The phenomenal data speeds at which corporate internet connections are able to provide these days have only cemented the role of VOIP in business communications—the faster the internet connection and the more reliable it is, the better the IP telephony service will end up being. In the US, as in many places, businesses have special access to increased bandwidth allowances that serve as one of the primary incentives for getting a VOIP network installed at business headquarters. And despite the fact that the phone traffic does not get routed through the traditional phone network switches (something that telecoms carriers got all in a fit about; in fact, they tried to get VOIP banned by law in the late 1990s when such technologies were recently surfacing on the market), there are many features associated with traditional telephone service that can be had with a VOIP connection. In fact, thanks to the proliferation of so-called small technologies, many features that are available with ordinary phone service have been enhanced and improved for use with a VOIP network connection.

Ultimately, going down the business VOIP route means investing in business and employee efficiency, as the resulting set up allows workers to save precious time and perform tasks more quickly. In fact, many recent surveys conducted among businesses in the US and Europe have revealed that in excess of 70% of businesses find that their VOIP service is more convenient and productive for business than their traditional phone service. Particularly, with a VOIP network deployed in corporate offices, business users found that the advanced features were much more intelligently configured than was the case with their previous, regular phone service.

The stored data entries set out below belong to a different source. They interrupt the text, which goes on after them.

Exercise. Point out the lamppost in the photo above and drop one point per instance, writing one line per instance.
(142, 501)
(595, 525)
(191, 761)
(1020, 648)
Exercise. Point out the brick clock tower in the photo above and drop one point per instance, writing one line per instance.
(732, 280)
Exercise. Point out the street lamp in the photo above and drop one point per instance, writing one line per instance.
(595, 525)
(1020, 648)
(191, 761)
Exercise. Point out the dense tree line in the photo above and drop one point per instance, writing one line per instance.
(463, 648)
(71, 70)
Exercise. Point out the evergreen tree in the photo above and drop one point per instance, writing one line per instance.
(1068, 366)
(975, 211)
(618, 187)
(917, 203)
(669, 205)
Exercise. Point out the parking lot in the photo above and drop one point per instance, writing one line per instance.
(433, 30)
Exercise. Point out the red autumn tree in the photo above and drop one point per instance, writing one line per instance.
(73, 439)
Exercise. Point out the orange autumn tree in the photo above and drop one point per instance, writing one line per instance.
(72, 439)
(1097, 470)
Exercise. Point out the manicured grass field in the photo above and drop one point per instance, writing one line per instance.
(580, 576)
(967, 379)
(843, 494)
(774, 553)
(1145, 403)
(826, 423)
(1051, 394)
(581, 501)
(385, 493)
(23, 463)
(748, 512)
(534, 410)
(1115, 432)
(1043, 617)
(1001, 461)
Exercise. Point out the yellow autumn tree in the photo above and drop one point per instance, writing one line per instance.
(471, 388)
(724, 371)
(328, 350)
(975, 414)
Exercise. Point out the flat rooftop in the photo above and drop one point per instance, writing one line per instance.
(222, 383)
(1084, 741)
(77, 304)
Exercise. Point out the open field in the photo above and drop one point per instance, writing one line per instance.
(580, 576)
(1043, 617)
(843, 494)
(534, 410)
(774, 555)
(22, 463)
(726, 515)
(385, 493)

As mentioned, many of the traditional features of business telephone system have been maintained, expanded and improved with VOIP services. Let’s take a look at a few of these on an individual basis:

  • Communications from office to office. When a business has further offices in addition to their headquarters, a pesky situation can arise as inter-office communications bills rack up with rates that are anything but preferential. With both offices having access to the same IP network, however, using the VOIP connection each office can call the other without having to pay the per-call rates that would otherwise apply using a regular phone service; if business is heating up and calls are being placed between the offices on a regular basis every day, then over the course of a month this can come to represent a substantial figure. Not only can VOIP save you that margin, but furthermore there are conference call features that can get both offices as well as another destination overseas talking in unison at incredibly discounted rates.
  • Off-net calls. Any business will inevitably have valuable people (whether they be customers, collaborators, providers, what have you) that are not plugged in to the business IP network but that need to stay in touch with business headquarters and everybody on that network. With VOIP, business can keep these individuals or organizations plugged in thanks to a convenient local VOIP number that they ring up at a severely low rate and from which they can proceed to make however many toll-free calls they need. In fact, you can automatically program the VOIP network to schedule person-to-person calls for free, whether locally, long distance and even overseas.
  • Communications security and control. To help boost the level of tracking and control within a business’s communications, VOIP allows business account owners to set up specific control mechanisms, such as lists of authorized users and special access numbers to be able to make calls.


Generally speaking, choosing to install a VOIP system at your business will accelerate the process of integration between phone and computer systems, thereby boosting employee productivity. As workers use their VOIP connections in tandem with their PCs, they will be able to retrieve pertinent data more quickly, provide callers with exactly what they need, and—in cases such as in-bound call centers—reduce the amount of time spent idling between calls.

Before deploying a VOIP system in their place of business, business owners should be aware of issues to keep in mind prior to and during the switch over process. For starters, you will want to be sure that the VOIP software you are considering implementing is reliable and tested, with a good report in general. Additionally, you will need to make sure that your bandwidth limitations won’t provide a problem, in terms of whether your other communications needs won’t prevent VOIP from being a viable solution for your enterprise. Furthermore, you will need to try stress-testing the VOIP network before full implementation: this is done to determine precisely what volume of VOIP calls will be able to be handled on your network at a given time, and will help establish a rational anticipated loss percentage for calls. In general, it is necessary to perform a wide gamut of VOIP tests to help ensure that a VOIP system deployment for your business won’t interrupt the operation of other office applications; when done properly, with sufficient testing, a VOIP system can be deployed with little to no prejudice to other systems and applications, fitting into the grand office scheme seamlessly.

So, if your business telecommunications scheme is still the same as it was over a decade ago, is it maybe not time that you considered converting to a VOIP system?

Guest Blogger Roger Collings runs his own business telecommunications consultancy from Leicestershire, England.